Aunque sólo mediaba la tarde, la nevada que caía sobre Merilon provocó que en la ciudad oscureciera prematuramente. La magia de los Magos-Servidores encendió suaves luces en la elegante mansión de lord Samuels, animando con el resplandor el triste saloncito en que se sentaba lady Rosamund con Marie y su hija. En las habitaciones de invitados que habían permanecido largo tiempo cerradas, ahora brillaban también esferas luminosas mientras los criados aireaban sábanas y calentaban camas, esparciendo pétalos de rosa para eliminar el olor mustio de lo inhabitado. Mientras trabajaba, la servidumbre se iba repitiendo en susurros historias de personas que habían regresado de entre los muertos.

La única cámara de la casa que permanecía a oscuras era el estudio del señor.
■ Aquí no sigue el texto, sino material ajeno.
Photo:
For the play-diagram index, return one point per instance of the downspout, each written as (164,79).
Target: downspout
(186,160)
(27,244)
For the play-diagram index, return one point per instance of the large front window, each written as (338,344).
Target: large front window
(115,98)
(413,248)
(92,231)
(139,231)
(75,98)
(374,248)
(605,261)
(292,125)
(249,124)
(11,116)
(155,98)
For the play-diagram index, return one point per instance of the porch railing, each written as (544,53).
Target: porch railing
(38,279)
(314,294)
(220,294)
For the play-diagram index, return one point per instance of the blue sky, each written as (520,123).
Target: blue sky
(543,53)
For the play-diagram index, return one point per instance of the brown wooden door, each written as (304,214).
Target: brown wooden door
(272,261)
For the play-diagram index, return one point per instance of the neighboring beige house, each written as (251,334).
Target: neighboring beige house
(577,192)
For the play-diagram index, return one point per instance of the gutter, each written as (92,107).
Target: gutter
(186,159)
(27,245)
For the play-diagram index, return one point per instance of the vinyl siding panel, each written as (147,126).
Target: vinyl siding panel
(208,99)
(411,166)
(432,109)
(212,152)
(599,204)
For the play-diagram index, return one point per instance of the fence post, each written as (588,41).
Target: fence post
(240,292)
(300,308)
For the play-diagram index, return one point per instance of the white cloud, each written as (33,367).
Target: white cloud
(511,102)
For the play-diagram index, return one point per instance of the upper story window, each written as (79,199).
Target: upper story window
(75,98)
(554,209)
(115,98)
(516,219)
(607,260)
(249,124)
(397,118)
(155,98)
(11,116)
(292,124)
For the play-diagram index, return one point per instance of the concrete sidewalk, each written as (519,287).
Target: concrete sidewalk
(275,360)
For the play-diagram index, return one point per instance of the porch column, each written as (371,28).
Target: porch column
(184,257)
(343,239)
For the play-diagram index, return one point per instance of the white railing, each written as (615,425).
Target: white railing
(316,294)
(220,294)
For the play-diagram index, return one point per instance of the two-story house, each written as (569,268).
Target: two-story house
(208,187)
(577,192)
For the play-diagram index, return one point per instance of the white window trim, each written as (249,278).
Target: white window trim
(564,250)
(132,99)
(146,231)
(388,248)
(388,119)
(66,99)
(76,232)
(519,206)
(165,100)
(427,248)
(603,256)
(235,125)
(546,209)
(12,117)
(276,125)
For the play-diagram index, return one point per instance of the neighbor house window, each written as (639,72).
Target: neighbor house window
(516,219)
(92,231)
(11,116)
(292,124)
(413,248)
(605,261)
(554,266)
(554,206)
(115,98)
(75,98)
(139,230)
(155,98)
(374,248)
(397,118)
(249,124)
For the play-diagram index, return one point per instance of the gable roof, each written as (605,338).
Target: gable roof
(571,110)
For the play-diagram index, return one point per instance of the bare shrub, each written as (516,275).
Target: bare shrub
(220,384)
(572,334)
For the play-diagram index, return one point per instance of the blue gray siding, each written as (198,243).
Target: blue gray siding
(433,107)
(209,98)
Los caballeros allí reunidos preferían las sombras, ya que parecían más acordes con la naturaleza grave de su conversación.

—Y ésta es la situación a la que nos enfrentamos, lord Samuels —concluyó Joram, que contemplaba por la ventana cómo seguía cayendo la nieve—. El enemigo está decidido a conquistar nuestro mundo y a dejar la magia libre por todo el universo, pero de momento les hemos demostrado que tal objetivo les resultará difícil de alcanzar y deberán pagar un alto precio.

Había pasado la última hora describiendo lo mejor que podía la batalla del Campo de la Gloria. Lord Samuels escuchaba en silencio, aturdido. Vida del Más Allá. Criaturas de hierro que matan con una mirada. Humanos de piel metálica. Saryon desvió la mirada de Joram a lord Samuels y advirtió los denodados esfuerzos de éste por comprender la situación y, como era evidente por su perpleja expresión, su sensación de intentar atrapar un pedazo de niebla.

—¿Qué... qué haremos ahora? —preguntó dubitativo.

—Esperar —replicó Joram—. Hay un dicho en el Más Allá: «Debemos esperar lo mejor y prepararnos para lo peor».

—¿Qué es lo mejor?

—Según los
Duuk-tsarith
que los han estado vigilando, los invasores huyeron aterrorizados; fue toda una desbandada, más de lo que yo había esperado. Por sus informaciones, parece que están divididos y desorganizados. Conozco al oficial que escogieron para dirigir esta expedición, un tal mayor James Boris. En cualquier otra situación sería un buen oficial, en él manda la lógica y el sentido común, pero precisamente por eso constituye una mala elección enviarlo a este mundo; no entiende absolutamente nada, todo esto le sobrepasa. No podrá enfrentarse a una guerra que debe resultarle como una fantasía de una novela de terror. Apuesto a que se retirará, a que se llevará a sus hombres de aquí.

—¿Y entonces?

—Entonces deberemos encontrar la forma de sellar la Frontera para siempre. Eso no debiera representar una gran dificultad.